TRIP: An Ultra-Low Latency, TeraOps/s Reconfigurable Inference Processor for Multi-Layer Perceptrons
Abstract: The multi-layer perceptron (MLP) is one of the most commonly deployed deep neural networks, representing 61% of the workload in Google data centers. MLPs have low arithmetic intensity, which results in memory bottlenecks. To the best of our knowledge, the Google Tensor Processing Unit (TPU) is the state-of-the-art implementation of MLP inference. TPU addresses the memory bound by processing multiple test vectors simultaneously to increase operations per weight byte loaded from DRAM. However, inference typically has hard response time deadlines and prefers latency over throughput. As a result, waiting for sufficient input vectors to get good performance is not feasible.
In this work, we designed a TeraOps/s Reconfigurable Inference Processor (TRIP) for MLPs on FPGAs that alleviates the memory bound by storing all weights on chip and ensures performance is invariant of input batch size. For large databases that cannot directly fit on chip, deep compression relaxes memory footprint requirements with no effect on accuracy. TRIP can be deployed as a stand-alone device directly connected to data acquisition devices, as a co-processor where input vectors are supplied through OpenCL wrappers from the host machine, as well as in a cluster configuration where on-chip transceivers can communicate between FPGAs. By comparison, TPU can only be used in a co-processor configuration. Our design achieved 3.0 TeraOps/s and 1.49 TeraOps/s on Altera Arria 10 for stand-alone/cluster and co-processor configurations respectively, making it the fastest real-time inference processor for MLPs.

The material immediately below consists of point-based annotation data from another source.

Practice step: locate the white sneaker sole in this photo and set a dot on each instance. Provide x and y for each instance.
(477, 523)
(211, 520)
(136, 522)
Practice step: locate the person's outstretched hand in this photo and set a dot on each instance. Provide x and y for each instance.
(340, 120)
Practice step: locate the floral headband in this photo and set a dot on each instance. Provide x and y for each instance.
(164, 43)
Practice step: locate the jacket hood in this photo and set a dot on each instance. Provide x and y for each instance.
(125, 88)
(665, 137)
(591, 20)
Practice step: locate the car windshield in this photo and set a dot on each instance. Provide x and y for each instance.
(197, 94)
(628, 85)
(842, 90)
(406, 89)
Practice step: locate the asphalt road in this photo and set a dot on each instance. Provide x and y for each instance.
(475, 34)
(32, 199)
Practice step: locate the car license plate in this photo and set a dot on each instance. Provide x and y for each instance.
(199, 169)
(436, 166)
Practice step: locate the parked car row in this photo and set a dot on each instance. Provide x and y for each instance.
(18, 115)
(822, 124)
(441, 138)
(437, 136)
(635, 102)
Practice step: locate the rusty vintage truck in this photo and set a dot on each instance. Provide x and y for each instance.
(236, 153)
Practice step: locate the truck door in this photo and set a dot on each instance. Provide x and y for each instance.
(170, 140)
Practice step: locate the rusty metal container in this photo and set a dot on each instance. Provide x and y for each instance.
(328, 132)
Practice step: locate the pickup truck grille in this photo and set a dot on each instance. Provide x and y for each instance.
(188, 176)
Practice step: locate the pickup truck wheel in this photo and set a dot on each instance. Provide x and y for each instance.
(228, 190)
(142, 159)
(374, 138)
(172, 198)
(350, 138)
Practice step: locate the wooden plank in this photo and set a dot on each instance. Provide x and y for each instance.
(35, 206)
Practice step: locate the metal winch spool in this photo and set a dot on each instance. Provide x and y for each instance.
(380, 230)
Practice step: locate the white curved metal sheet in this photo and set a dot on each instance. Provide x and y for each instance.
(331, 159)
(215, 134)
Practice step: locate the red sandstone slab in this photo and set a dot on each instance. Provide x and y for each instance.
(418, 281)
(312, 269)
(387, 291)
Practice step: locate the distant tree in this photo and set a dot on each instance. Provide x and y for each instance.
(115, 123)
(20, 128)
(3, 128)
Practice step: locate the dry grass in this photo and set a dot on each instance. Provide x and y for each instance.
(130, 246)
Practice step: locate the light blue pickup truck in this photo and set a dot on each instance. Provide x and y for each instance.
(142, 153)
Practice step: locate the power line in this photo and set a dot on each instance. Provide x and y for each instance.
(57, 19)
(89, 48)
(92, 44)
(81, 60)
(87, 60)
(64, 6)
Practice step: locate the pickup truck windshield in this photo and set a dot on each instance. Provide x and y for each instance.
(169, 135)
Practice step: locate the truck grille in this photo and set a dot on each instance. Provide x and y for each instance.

Bios: Chen Yang is a Ph.D. student in electrical and computer engineering at Boston University. His research focus is on FPGA-based reconfigurable architecture design for a variety of applications. He received his M.S. degree in computer engineering and B.E. degree in electrical engineering at from the University of Florida and Wuhan University, respectively.
Ahmed Sanaullah is pursuing his Ph.D. in computer engineering from Boston University. His area of specialization is scalable and reconfigurable high-performance computing in clouds and clusters. He received his masters degree in electrical and electronic engineering from the University of Nottingham.